We used the CDC’s ranking of powerhouse foods, combined with how many nutrients (specifically potassium, fiber, protein, riboflavin, niacin, folate, B6, calcium, iron, zinc, and vitamins A, C, and B6) the greens pack per calorie, to determine the healthiest leafy greens you can choose. Following is a transcript of the video.
At the bottom we have a peppery-tasting arugula. While it’s got Vitamins A and K, it’s lacking a real nutrient punch.
Next is the perennial, burger-topping iceberg lettuce. You’ll need 33 cups of the stuff to get your daily Vitamin C.
Our purple friend here is called radicchio. It’s packed with more than 100% of the Vitamin K you need in a day. That’s the vitamin that promotes blood-clotting to help wounds heal.
Leaf lettuce is one the most nutritious in our lettuce family. Low in calories — high in vitamins A and K!

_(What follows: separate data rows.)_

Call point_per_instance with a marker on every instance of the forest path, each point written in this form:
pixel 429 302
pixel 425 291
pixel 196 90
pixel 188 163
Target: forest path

Endive is a bitter cousin of radicchio. Loaded with vitamins, it has 20% of the vitamin A you’ll need. Vitamin A is an essential part of normal vision and a health immune system.
This pretty red and green leaf is chard. And it’s a powerhouse. We’re talking 300% of your daily vitamin K.
As well as magnesium to control blood pressure, glucose levels and to help muscle and nerve functions.
Coming near the top is — butter lettuce? It’s also called Boston or Bibb lettuce. But unlike real butter, this is crammed with folate, iron, and potassium.
No Caesar salad is complete without romaine lettuce. The CDC calls this a top 10 powerhouse food. One cup has more than 80% of your vitamin A.
And at the very top we have a tie!
Popeye was right! Spinach is a phytonutrient-packed beast. Filled with both iron and potassium, it’s got what you need to regulate blood pressure. And 402% of that Vitamin K.
Tied with spinach for first is Kale.One cup has all the Vitamin A, C, and K you need for the day.